First, the person wishing to emigrate. The proposal that a conviction would not have to be announced in this country would have no force in the country to which the person was going. Therefore, far from avoiding difficulty, he might find that matters were considerably worse. If, in filling in the forms in this country, he relies on the proposal in the Justice report and does not disclose a conviction, but later that conviction somehow becomes known in the country to which he has gone, he may well be removed therefrom on the ground that he has come in on a false basis.
Second, the hon. and learned Gentleman asked for my view about offences becoming relevant in later criminal cases only if they were of a major rather than a minor nature. With respect, that is not quite the proposal. The proposal is that records may be read out at trials on indictment but not in cases tried summarily. Thus, as I understand it, 1612 the record of a person could be given to the court if he were tried on indictment but could not be given if he were committed for sentence. I see the hon. and learned Gentleman looking doubtful, but, with respect, I think that he will find that I am right about that.
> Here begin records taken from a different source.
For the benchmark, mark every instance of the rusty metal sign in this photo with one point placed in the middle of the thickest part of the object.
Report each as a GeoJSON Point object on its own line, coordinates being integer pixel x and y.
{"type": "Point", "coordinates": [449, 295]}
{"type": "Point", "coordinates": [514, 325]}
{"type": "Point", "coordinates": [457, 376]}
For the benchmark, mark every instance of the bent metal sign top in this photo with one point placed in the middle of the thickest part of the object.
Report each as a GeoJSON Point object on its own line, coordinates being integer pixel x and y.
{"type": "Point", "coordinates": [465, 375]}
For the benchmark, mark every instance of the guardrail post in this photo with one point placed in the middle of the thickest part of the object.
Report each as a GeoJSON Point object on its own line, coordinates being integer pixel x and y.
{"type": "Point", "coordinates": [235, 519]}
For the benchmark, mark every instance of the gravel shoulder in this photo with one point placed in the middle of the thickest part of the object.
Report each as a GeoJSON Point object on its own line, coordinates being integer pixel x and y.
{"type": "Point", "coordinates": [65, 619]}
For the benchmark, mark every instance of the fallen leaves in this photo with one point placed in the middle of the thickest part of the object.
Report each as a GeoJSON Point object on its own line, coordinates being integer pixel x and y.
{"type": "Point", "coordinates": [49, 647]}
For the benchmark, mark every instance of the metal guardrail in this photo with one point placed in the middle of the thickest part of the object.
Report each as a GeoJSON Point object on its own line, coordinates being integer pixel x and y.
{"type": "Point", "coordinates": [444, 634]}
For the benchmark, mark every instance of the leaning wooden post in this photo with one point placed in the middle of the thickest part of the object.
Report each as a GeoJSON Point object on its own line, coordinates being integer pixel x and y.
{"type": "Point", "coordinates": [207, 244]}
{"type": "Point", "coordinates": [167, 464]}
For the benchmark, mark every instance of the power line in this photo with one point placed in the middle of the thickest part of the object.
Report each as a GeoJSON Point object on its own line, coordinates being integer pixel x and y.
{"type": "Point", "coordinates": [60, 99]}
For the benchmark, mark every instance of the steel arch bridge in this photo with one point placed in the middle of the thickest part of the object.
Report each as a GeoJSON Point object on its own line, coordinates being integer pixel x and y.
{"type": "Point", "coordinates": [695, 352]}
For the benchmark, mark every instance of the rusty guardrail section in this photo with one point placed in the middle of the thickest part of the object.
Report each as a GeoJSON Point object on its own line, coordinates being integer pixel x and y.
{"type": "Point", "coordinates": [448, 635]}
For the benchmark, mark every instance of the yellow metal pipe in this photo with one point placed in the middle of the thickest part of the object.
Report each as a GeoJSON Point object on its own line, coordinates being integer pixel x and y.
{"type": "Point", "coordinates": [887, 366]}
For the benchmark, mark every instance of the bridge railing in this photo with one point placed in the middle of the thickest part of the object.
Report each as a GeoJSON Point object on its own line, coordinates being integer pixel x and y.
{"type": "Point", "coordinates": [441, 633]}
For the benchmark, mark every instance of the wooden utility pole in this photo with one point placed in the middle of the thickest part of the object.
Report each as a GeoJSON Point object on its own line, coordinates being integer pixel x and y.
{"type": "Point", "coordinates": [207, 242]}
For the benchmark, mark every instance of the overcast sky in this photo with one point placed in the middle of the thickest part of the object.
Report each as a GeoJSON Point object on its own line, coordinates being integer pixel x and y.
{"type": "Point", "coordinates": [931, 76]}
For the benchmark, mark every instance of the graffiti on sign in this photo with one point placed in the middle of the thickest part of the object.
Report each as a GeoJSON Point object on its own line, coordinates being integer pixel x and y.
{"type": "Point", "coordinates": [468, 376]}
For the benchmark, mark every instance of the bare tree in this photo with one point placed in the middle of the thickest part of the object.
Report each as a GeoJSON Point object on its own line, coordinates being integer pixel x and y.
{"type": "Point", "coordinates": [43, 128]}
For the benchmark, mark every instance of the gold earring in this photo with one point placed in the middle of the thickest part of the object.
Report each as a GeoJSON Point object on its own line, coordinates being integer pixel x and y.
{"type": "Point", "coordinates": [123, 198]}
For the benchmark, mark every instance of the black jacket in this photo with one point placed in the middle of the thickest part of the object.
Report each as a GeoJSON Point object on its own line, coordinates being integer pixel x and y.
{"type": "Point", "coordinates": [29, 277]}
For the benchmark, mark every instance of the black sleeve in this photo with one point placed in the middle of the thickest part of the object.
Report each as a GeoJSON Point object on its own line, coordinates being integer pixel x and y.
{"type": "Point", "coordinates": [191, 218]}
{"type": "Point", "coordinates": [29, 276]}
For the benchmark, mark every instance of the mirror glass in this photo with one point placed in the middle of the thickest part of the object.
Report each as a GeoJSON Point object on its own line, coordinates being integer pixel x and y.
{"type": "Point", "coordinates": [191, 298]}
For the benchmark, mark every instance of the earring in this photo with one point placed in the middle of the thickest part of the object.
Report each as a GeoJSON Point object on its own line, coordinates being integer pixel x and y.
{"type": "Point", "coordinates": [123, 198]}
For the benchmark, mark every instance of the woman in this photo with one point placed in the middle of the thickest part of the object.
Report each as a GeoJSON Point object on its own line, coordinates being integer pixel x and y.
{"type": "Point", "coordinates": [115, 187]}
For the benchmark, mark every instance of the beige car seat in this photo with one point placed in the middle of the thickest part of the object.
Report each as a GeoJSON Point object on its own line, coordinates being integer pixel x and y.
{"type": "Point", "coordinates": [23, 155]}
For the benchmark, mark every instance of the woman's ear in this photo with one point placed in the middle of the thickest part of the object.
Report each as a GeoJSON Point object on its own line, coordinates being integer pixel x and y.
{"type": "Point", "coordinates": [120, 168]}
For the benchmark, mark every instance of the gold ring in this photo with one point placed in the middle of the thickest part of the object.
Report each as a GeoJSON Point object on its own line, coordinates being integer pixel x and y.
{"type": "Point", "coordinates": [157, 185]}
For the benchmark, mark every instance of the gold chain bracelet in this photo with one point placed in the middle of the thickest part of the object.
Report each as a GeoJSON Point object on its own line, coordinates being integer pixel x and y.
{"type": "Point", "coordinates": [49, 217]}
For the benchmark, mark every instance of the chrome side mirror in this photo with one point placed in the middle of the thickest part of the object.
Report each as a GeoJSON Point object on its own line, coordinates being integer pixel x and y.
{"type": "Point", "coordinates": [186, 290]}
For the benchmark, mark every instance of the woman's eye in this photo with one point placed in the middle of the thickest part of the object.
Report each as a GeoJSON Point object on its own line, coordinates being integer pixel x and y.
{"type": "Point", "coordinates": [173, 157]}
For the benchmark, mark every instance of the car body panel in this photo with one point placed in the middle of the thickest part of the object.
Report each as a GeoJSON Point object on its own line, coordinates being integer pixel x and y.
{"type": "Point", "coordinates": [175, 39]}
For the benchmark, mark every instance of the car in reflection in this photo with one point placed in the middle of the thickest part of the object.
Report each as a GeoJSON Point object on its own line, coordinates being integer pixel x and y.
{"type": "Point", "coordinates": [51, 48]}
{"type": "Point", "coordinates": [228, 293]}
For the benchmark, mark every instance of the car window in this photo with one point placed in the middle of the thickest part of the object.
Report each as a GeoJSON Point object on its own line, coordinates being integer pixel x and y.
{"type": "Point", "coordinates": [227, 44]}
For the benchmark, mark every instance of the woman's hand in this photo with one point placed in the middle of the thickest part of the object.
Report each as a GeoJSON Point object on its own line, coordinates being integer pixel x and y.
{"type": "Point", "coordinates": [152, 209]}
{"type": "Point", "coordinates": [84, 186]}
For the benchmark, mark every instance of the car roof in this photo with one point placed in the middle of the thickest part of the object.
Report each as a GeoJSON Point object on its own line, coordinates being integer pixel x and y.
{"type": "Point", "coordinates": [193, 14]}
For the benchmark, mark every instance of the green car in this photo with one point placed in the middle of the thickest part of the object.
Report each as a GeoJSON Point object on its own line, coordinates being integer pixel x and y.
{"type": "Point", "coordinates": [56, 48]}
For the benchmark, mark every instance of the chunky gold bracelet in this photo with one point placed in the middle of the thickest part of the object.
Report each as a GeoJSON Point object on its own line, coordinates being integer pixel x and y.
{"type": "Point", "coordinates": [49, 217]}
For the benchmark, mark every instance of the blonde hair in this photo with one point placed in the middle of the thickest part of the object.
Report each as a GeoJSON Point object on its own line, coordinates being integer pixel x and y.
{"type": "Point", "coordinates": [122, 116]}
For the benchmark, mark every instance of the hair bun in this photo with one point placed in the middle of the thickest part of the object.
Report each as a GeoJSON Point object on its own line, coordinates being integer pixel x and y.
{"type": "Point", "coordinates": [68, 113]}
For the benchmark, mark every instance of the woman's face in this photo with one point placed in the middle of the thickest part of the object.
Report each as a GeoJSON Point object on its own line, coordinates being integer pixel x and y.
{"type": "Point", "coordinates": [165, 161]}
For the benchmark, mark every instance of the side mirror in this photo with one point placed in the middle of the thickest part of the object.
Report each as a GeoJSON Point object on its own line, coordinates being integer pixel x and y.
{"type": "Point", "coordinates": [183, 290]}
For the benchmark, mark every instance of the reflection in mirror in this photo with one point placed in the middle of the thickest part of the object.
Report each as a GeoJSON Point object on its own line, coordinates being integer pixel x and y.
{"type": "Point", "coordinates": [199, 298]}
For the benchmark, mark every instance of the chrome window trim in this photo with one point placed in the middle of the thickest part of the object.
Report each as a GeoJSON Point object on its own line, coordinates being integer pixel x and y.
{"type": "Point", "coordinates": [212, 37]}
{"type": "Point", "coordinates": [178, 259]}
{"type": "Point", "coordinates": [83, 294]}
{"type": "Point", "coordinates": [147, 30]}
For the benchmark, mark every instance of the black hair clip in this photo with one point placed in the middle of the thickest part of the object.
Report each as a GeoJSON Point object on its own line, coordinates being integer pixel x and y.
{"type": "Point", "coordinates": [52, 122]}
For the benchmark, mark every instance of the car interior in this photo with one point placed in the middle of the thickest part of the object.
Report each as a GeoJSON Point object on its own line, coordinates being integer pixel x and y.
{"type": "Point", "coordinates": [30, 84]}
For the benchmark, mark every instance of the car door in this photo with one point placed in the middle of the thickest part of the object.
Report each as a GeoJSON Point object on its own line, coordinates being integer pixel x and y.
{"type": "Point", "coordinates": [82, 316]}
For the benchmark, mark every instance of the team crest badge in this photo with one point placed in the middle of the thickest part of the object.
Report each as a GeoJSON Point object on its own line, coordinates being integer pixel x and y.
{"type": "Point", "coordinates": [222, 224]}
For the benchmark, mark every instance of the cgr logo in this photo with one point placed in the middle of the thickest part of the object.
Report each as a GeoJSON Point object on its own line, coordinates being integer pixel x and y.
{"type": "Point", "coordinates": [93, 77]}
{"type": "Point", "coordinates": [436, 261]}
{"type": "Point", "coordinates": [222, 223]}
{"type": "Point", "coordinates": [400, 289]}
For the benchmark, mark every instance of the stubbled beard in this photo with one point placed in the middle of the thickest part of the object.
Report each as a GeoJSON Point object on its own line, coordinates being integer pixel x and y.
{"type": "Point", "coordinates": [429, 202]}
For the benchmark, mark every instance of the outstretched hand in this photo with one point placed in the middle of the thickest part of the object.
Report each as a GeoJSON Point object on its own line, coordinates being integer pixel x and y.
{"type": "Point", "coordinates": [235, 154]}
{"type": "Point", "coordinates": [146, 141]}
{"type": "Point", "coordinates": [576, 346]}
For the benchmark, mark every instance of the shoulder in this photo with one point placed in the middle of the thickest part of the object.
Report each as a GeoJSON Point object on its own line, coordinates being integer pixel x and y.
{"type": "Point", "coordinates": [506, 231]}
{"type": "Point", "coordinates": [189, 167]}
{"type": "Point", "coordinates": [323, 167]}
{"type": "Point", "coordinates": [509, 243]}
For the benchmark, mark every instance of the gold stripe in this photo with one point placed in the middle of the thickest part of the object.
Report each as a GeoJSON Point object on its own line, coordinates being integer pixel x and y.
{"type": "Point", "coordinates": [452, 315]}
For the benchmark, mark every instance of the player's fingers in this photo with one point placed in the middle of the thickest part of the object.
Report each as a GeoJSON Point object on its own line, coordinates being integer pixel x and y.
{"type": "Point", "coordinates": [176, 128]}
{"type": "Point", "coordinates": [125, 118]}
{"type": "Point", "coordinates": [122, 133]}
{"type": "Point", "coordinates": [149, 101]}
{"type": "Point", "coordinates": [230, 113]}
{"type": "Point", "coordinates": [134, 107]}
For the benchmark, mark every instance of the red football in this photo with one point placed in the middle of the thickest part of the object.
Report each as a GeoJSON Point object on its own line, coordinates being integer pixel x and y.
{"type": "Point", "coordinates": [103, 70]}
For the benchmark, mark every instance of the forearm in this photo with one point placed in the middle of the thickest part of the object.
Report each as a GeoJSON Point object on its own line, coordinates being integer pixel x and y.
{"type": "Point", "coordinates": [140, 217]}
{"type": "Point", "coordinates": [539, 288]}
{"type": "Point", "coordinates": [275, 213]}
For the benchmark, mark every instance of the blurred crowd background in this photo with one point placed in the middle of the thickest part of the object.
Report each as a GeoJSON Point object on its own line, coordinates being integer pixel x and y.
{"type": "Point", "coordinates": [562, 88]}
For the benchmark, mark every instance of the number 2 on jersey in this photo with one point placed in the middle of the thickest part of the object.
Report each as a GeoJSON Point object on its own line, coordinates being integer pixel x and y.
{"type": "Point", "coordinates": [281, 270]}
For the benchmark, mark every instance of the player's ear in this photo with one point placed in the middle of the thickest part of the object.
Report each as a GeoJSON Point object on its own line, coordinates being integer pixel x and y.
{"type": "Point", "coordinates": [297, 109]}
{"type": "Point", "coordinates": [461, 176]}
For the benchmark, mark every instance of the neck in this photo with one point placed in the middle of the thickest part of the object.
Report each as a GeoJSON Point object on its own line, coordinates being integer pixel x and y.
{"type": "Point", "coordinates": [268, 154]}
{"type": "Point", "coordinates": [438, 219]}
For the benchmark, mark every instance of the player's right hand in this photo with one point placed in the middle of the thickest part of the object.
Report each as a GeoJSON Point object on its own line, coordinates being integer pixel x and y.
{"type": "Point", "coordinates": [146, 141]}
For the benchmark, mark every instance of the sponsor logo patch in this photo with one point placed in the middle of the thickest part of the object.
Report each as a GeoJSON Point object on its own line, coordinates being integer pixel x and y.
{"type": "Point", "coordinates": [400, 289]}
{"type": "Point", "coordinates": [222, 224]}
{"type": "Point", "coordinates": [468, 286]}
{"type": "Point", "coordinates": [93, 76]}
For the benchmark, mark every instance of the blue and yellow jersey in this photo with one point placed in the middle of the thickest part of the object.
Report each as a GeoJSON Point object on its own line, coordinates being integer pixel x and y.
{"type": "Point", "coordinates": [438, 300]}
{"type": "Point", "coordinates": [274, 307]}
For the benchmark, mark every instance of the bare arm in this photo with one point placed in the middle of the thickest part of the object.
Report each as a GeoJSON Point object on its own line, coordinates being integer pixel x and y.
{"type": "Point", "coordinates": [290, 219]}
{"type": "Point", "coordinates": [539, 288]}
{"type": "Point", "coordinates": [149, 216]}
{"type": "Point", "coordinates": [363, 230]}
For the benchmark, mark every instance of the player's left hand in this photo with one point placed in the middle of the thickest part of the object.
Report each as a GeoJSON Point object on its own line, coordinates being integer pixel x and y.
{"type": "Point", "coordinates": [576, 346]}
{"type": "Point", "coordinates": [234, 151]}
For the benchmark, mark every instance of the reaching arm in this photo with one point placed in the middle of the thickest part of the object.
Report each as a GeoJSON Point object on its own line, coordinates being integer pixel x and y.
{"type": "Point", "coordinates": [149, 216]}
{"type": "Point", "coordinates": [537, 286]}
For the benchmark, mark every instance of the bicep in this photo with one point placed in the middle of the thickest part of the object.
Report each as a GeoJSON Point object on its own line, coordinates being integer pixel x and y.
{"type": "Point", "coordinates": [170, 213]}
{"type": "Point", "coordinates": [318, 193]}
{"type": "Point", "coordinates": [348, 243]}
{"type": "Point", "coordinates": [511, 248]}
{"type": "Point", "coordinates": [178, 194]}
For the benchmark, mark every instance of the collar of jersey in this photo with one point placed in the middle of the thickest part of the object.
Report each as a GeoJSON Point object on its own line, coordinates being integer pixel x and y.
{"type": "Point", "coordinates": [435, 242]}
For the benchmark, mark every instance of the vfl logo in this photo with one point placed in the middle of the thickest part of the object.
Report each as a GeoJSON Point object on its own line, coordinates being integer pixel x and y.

Also, it means that in the case of summary conviction a man would be regarded as rehabilitated in respect of certain past offences which might be nearer in time to the conviction whereas in the case of conviction on indictment he would not be regarded as rehabilitated in respect of an offence which he had committed in the much more distant past. In this way the court might be given a totally misleading picture of what the man's previous record was.
Above that, however, I must point out that there are grave questions of principle, on which people must make up their own minds, whether the idea of the "legal lie" is appropriate. All I was concerned to do was to point out to the noble Lord, Lord Gardner the practical difficulties, as we saw them from a Home Office point of view, in the proposals in the draft Bill which is published along with the Justice report.
We shall, of course, listen with care to anything that is said in any debate which takes place on the Bill in the other place. I share the hon. and learned Gentleman's concern about the problem of the stale conviction. But I cannot at this stage say that the proposals in "Living it Down" would necessarily be acceptable to the Government as a method of dealing with it.
§ Mr. Greville JannerThe hon. and learned Gentleman has been good enough to indicate the Government's view. Will he add an assurance on one other matter? Plainly, the police must on occasion interview people even though their convictions are old. Will police officers be instructed not to conduct such interviews in the presence of the family of the person interviewed? Could that be considered? Could a circular go to police forces asking them that, when they interview people who have gone straight for a long time, they do not make their inquiries in front of the family?
§ Mr. CarlisleMethods of investigation must always be a matter for chief officers 1613 of police and the policemen serving under them. I think the hon. and learned Gentleman is raising an unnecessary fear. I am sure the police are extremely careful to use tact in these matters. I would wish them to do so, but I cannot believe that there is any justification for a circular. I am sure that this is the sort of matter that chief constables and senior officers always bear in mind when making inquiries so that the inquiries they have to make are made in a way which does not cause undue or unnecessary embarrassment.